À Bordeaux, les travaux de la Villa Shamengo sont suspendus depuis le 3 janvier dernier. Le projet de construction de la maison-école-laboratoire subit depuis son annonce en 2017 l’opposition de la part des habitants du quartier de la Bastide. Plus qu’une querelle de voisinage, la collision de ces deux mondes raconte notre rapport à l’espace public, l’environnement et l’urbanisation.

L’année 2020 vient à peine de débuter. Le 3 janvier, les résidents de l’allée Serr sont réveillés par le bruit des tractopelles et des camions. Les engins slaloment entre les pieux déjà plantés pour évacuer les rondins de bois restants. Les poteaux devaient servir de fondation à l’édifice. Mesurant plus d’un mètre de haut et ayant la largeur d’un arbre, ils rappellent étrangement les colonnes de Buren. Le tribunal administratif de Bordeaux l’a décidé : les travaux de la Villa Shamengo, situés rive droite, sont suspendus.

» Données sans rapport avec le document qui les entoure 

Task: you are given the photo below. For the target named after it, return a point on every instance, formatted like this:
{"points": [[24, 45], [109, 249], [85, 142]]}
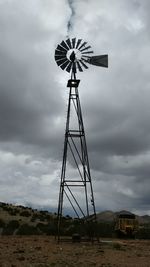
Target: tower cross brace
{"points": [[72, 56]]}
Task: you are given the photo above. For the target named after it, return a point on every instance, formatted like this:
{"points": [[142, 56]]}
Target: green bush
{"points": [[26, 229], [25, 213], [2, 223], [10, 227]]}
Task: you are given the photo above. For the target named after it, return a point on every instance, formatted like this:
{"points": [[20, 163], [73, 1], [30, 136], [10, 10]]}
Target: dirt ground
{"points": [[35, 251]]}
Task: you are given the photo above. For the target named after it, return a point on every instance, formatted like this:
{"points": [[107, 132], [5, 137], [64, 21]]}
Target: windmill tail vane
{"points": [[74, 55]]}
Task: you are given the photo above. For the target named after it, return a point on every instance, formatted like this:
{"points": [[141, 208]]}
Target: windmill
{"points": [[75, 55]]}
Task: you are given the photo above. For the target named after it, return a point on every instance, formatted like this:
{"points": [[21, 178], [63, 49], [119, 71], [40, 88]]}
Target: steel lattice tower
{"points": [[72, 55]]}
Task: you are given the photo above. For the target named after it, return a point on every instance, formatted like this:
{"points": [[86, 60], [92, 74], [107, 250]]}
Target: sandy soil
{"points": [[35, 251]]}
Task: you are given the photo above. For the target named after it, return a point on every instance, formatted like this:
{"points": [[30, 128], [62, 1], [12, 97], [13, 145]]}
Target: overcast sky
{"points": [[115, 101]]}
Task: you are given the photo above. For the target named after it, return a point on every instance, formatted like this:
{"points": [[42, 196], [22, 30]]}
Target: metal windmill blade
{"points": [[73, 55]]}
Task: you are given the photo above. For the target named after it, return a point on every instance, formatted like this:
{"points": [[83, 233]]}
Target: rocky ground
{"points": [[35, 251]]}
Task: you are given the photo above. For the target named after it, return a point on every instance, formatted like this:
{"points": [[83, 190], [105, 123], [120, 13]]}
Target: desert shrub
{"points": [[48, 229], [26, 229], [25, 213], [10, 227], [13, 212], [2, 223], [143, 233]]}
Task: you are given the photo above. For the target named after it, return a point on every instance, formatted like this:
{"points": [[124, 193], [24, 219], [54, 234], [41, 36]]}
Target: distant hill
{"points": [[20, 220]]}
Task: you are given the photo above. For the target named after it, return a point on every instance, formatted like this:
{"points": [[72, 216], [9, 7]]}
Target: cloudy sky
{"points": [[115, 101]]}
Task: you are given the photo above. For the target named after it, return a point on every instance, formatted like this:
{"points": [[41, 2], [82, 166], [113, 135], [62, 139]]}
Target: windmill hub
{"points": [[74, 53]]}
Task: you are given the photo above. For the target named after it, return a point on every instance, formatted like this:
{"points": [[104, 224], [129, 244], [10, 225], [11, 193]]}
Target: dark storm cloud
{"points": [[28, 97], [72, 15]]}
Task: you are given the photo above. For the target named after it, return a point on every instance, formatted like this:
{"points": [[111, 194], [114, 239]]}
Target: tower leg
{"points": [[75, 155]]}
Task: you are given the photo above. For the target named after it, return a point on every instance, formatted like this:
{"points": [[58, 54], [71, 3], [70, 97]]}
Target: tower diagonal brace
{"points": [[76, 139]]}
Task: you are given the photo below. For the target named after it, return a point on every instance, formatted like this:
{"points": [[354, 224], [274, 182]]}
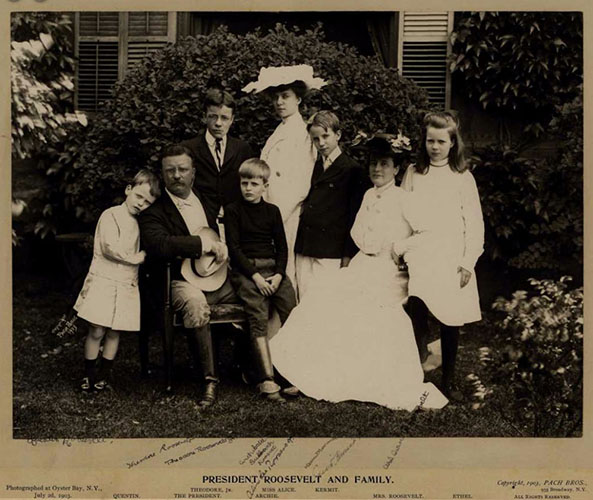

L’opposition de l’association citoyenne pour la conservation et la promotion des espaces libres de la Bastide (Acpel) aura donc eu raison — provisoirement — de ce projet de villa écoresponsable après un référé en urgence le 3 janvier dernier.

La Villa Shamengo ? Un projet colossal et démontable, composé d’un grand édifice de 1 000 m², avec verrières sur tous les côtés, jardin, terrasse, cuisine et chambres en son cœur. L’objectif de ce lieu est de promouvoir un nouvel art de vivre autour de quatre valeurs : prendre soin de soi, créer dans l’éthique, préserver la planète et s’engager pour les autres. Lieu de vie, d’apprentissage et d’expérimentation. Elle réunira, en un même lieu, la production, la consommation, l’éducation et les loisirs du futur.

La présidente de la communauté Shamengo, Catherine Berthillier, souhaite « la construction d’un Nouveau Monde en respectant l’environnement ». Une vingtaine de personnes doit vivre sur place alors que 150 innovations seront exposées au grand public. Le bâtiment devait être construit en un an pour ensuite rester sur place durant cinq années, avant de migrer vers une autre ville.

Nathalie Blanc est directrice du Centre des Politiques de la Terre à l’université de Paris et experte de la nature en ville et de l’esthétique environnementale. Pour elle, ce projet s’apparente au « phénomène des Grands Voisins ». Qualifié aussi d’urbanisme occupationnel, le réaménagement de l’ex-hôpital Saint-Vincent-de-Paul, à Paris, en est la genèse.

En 2020, les Allées Serr auraient dû ressembler à de grands bâtiments, dont le centre comporte un parking extérieur et un espace arboré.
En 2020, les allées Serr auraient dû ressembler à cela. Source : La Villa Shamengo.

L’hôpital désaffecté a été transformé en laboratoire urbain. En 2015, trois associations ont décidé d’utiliser le temps de vacance du site pour y expérimenter de nouvelles formes d’occupation de l’espace. Concrètement, il est un endroit de partage qui s’adapte à l’environnement ambiant et centralise plusieurs dizaines d’associations, d’artisans et de jeunes entreprises développant leurs activités. Le tout dans une interaction essentielle avec les habitants du quartier et de la ville alentour.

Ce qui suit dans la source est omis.